Abou Oussama al-Maghrebi, combattant marocain de l'Etat islamique en Irak et au Levant, mort dans des combats entre jihadistes en mars.
Abou Oussama al-Maghrebi, combattant marocain de l'Etat islamique en Irak et au Levant, mort dans des combats entre jihadistes en mars. ©RFI

Deux chefs militaires jihadistes marocains sont morts récemment en Syrie. Peut-on dire que chacun représentait par son parcours, la nouvelle et l'ancienne génération du jihad ?

 

Oui le premier, c'est Ibrahim Benchekroun alias Abou Ahmed al-Magrhibi ou Abou Ahmed al-Muhajir. Il était le fondateur du mouvement Harakat Sham al-Islam (HSI). Il est mort à 35 ans, le 2 avril 2014, dans le cadre de l'offensive baptisée « al Anfal » organisée par la coalition qui regroupe le Front al-Nosra, le Front islamique via une brigade salafiste, et HSI, troisième composante de cette troïka qui a mené l'offensive au nord du gouvernorat de Lattaquié.

Ibrahim Benchekroun est quelqu'un qui avait quitté le Maroc à la fin de l'été 2000 puis qui avait rejoint les talibans et intégré les camps d'entraînement d'al-Qaïda en Afghanistan. Après l'offensive américaine, il s'est réfugié au Pakistan et il a été arrêté par les services secrets pakistanais, puis livré aux Américains. Il est passé par les prisons de Baghram et de Kandahar en Afghanistan avant d'être transféré dans la fameuse prison de Guantanamo. En 2005, il est rentré au Maroc où il a fait de nouveau un séjour en prison pour des affaires de terrorisme. Donc lui c'est clairement quelqu'un dont le parcours s'inscrit dans le cursus classique des cadres moyens d'al-Qaïda.

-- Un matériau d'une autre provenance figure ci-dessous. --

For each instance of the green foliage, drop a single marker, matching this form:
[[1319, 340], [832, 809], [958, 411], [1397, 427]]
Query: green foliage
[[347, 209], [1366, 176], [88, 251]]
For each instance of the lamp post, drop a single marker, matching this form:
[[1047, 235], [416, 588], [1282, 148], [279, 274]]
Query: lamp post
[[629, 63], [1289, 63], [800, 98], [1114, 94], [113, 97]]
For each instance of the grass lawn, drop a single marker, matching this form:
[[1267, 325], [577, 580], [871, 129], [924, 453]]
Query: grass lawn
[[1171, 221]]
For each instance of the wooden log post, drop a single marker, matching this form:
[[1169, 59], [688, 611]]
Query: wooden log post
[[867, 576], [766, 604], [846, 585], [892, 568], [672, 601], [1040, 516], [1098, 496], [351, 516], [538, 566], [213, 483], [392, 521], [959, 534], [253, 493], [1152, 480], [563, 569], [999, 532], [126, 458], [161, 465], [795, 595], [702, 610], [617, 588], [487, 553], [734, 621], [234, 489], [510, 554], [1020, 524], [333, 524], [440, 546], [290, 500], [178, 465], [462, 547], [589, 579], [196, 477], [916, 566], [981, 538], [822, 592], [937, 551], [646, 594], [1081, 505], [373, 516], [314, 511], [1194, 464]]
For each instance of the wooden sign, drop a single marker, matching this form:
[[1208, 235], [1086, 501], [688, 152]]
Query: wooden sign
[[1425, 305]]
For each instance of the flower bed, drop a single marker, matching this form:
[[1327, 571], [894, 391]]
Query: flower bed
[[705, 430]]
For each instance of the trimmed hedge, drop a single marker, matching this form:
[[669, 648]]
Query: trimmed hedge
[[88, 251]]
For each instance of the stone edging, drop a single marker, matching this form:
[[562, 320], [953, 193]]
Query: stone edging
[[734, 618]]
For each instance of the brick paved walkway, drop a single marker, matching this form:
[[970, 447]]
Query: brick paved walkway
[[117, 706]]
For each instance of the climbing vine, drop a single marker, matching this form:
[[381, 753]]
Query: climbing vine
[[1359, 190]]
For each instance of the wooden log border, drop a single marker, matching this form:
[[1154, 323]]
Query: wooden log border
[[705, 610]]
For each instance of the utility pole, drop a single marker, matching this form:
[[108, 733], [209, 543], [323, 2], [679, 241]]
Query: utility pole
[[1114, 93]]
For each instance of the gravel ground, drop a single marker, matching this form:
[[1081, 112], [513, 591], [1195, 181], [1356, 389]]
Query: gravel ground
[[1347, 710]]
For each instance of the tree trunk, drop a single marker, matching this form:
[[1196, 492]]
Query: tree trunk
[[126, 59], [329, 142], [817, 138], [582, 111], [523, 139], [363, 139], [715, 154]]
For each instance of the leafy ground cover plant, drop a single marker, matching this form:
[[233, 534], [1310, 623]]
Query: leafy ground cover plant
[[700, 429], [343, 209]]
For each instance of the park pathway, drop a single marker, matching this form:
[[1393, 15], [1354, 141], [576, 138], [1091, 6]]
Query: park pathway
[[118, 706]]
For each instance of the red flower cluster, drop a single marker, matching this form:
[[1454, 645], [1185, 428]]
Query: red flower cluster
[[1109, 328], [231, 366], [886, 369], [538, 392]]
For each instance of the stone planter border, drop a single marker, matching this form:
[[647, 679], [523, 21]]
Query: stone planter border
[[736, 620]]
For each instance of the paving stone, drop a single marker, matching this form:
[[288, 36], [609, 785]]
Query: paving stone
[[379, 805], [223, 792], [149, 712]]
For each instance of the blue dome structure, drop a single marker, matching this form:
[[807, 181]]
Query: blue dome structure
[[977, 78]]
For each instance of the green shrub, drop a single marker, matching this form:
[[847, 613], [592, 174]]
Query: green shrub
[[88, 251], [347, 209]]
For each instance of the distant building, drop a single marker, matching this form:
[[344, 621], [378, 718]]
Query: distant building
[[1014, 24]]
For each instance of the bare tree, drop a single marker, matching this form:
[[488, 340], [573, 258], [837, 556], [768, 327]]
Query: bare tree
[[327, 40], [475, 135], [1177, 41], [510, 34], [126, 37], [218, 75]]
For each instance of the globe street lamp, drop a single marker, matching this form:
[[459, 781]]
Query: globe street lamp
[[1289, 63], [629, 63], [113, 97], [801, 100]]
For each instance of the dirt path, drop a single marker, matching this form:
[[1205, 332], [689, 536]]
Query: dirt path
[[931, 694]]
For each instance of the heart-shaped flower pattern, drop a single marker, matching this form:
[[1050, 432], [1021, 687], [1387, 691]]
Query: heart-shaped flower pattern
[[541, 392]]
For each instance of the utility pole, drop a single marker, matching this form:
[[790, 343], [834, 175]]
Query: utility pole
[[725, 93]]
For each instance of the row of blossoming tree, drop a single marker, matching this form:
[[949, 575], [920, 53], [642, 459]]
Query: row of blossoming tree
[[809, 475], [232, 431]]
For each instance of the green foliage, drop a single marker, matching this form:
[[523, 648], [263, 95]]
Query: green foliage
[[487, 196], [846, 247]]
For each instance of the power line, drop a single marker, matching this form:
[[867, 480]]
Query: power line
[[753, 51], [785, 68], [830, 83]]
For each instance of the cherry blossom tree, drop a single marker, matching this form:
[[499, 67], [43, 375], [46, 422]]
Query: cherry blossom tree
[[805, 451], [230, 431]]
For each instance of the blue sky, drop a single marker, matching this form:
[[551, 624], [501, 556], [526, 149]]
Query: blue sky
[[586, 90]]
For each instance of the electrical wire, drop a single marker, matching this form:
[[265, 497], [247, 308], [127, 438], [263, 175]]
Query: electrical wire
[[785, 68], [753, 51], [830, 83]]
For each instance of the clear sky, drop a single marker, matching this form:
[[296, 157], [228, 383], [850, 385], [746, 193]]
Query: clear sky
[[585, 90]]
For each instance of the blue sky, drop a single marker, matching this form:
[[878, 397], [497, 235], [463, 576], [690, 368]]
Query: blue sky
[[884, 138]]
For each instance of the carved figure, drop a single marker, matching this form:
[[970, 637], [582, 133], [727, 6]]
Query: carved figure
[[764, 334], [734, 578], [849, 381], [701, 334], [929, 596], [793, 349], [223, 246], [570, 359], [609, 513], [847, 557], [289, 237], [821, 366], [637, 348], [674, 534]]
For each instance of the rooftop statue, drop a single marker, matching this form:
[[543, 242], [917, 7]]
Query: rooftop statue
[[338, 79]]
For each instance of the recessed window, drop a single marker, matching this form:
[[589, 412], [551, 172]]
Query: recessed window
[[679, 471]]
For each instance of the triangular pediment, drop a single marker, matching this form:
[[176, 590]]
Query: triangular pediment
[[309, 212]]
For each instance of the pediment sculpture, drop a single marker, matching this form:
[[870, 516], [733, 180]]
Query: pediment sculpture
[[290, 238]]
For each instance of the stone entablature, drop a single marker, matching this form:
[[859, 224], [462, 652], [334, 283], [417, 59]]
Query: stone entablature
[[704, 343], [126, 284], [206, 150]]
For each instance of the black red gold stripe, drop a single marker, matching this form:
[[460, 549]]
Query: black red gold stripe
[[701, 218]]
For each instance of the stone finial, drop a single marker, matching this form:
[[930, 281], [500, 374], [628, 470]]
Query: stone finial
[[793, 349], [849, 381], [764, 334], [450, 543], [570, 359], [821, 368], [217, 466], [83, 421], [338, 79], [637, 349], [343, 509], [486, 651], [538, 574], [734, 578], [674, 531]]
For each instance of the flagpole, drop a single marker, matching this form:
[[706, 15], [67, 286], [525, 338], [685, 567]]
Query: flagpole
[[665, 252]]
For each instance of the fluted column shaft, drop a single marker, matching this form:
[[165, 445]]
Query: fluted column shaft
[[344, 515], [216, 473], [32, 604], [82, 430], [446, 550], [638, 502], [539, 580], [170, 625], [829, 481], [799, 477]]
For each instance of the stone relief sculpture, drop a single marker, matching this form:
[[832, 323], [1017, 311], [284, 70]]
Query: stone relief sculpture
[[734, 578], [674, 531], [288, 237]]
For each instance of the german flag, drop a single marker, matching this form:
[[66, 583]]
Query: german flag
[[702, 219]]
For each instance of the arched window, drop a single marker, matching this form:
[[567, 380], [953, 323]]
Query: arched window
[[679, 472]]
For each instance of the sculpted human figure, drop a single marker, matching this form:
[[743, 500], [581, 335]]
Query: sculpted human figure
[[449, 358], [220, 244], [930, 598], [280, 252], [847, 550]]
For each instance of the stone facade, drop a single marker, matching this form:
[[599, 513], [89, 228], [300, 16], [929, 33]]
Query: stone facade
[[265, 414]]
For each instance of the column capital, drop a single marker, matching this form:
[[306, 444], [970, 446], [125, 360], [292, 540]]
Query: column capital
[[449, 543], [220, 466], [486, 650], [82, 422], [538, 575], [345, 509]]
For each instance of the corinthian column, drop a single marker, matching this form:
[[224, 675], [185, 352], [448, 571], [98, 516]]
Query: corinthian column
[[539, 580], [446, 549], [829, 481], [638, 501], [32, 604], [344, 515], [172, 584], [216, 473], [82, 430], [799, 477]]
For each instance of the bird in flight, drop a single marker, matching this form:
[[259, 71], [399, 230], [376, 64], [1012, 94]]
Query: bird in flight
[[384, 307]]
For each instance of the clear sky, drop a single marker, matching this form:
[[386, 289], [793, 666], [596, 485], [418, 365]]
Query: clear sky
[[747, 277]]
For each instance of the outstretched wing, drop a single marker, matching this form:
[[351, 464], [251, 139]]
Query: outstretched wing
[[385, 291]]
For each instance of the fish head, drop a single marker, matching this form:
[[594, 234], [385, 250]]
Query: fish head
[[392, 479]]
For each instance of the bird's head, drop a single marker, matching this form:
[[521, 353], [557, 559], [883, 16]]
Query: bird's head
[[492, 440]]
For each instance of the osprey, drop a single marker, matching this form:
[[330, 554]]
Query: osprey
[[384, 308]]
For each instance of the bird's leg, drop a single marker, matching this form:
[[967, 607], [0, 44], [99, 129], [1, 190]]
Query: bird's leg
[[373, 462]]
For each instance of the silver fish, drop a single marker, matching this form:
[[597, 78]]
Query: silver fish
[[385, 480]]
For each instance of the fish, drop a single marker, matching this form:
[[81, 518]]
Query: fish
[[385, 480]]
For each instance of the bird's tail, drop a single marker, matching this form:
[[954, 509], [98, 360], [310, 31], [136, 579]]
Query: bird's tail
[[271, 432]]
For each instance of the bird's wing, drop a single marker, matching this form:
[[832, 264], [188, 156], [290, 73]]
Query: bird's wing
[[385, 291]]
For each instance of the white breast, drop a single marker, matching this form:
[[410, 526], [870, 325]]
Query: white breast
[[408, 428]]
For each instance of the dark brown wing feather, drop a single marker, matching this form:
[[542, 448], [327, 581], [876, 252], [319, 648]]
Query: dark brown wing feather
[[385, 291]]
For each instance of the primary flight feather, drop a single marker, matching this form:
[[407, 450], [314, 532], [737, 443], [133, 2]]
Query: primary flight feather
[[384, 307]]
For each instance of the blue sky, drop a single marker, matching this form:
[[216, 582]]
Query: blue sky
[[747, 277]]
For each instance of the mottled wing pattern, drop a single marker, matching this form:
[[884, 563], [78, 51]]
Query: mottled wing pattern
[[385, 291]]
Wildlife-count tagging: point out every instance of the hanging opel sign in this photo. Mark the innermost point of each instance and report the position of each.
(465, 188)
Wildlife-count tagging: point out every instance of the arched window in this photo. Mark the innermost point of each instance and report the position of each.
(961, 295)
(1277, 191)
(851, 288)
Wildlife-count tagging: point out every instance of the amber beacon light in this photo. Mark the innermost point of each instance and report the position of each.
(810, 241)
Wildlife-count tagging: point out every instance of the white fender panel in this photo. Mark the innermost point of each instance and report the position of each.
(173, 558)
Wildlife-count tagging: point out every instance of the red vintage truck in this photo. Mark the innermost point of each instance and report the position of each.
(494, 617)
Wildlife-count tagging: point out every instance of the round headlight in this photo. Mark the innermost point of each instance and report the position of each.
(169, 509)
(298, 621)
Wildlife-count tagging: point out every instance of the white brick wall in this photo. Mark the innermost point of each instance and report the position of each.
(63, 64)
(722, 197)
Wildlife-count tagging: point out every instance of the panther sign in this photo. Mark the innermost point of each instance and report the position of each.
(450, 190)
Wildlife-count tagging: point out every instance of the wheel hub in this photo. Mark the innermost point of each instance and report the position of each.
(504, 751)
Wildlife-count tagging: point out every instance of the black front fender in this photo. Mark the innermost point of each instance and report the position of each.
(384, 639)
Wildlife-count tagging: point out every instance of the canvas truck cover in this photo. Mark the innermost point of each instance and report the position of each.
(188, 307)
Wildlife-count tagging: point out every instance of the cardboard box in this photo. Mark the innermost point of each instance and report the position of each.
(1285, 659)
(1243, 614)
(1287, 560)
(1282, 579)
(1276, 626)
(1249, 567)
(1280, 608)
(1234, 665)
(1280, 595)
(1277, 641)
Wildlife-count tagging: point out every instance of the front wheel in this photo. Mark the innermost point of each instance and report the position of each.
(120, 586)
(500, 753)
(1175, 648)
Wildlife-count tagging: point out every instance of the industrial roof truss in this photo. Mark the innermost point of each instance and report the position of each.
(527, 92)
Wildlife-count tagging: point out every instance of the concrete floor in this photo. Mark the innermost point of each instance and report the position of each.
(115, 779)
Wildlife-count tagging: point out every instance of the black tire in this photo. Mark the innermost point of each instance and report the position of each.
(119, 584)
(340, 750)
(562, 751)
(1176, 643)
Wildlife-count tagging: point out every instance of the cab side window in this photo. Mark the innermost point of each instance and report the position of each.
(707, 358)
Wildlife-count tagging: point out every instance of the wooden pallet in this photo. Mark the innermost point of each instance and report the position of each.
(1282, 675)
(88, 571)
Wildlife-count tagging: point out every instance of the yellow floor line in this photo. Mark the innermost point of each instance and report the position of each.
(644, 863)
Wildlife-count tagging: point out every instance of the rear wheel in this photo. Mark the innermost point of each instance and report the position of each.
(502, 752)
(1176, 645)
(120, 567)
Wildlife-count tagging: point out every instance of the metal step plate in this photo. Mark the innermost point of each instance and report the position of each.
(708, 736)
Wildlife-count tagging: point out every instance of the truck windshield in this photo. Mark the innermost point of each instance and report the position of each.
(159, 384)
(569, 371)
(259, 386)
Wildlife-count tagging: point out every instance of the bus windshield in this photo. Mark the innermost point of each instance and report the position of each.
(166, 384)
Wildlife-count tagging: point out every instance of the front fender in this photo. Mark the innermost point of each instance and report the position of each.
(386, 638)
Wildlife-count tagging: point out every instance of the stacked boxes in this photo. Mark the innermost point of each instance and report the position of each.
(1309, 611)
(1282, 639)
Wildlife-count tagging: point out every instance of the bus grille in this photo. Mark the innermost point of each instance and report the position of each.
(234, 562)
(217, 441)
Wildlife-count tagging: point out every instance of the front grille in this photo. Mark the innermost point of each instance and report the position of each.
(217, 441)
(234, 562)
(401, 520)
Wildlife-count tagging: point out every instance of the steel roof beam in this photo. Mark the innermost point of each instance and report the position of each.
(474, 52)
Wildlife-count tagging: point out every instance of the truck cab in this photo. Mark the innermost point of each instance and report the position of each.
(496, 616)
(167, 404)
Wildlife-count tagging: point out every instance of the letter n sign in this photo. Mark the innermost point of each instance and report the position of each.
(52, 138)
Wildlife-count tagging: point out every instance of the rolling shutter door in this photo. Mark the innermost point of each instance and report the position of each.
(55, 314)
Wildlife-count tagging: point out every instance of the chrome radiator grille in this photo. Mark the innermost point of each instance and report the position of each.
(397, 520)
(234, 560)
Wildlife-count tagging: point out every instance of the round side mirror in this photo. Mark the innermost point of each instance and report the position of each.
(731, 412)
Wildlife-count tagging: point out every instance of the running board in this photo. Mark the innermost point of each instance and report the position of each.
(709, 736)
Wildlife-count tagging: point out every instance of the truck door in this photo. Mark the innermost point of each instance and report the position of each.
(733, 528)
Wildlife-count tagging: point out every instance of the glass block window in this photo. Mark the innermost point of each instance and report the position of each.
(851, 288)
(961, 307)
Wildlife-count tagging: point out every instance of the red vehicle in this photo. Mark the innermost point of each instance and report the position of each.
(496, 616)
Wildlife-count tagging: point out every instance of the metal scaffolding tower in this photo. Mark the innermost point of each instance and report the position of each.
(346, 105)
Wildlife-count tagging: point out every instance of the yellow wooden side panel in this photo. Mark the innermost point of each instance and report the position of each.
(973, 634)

En face, on a Abou Oussama al-Maghribi qui représente ce phénomène de la nouvelle génération. Il n'a pas véritablement de passé militant jihadiste même s'il avait participé à des manifestations islamistes au Maroc. C'est la Syrie qui va lui donner l'occasion de se forger une identité militante. Il a été parmi les premiers Marocains à rejoindre le jihad en Syrie, d'abord au sein du Front al-Nosra, puis dans l'Etat islamique en Irak et au Levant. Et sur le front, il va s'imposer comme un chef de bataillon de l'EIIL, il va mourrir dans une embuscade tendue par le Front al-Nosra, le 21 mars 2014 à l'âge de 28 ans.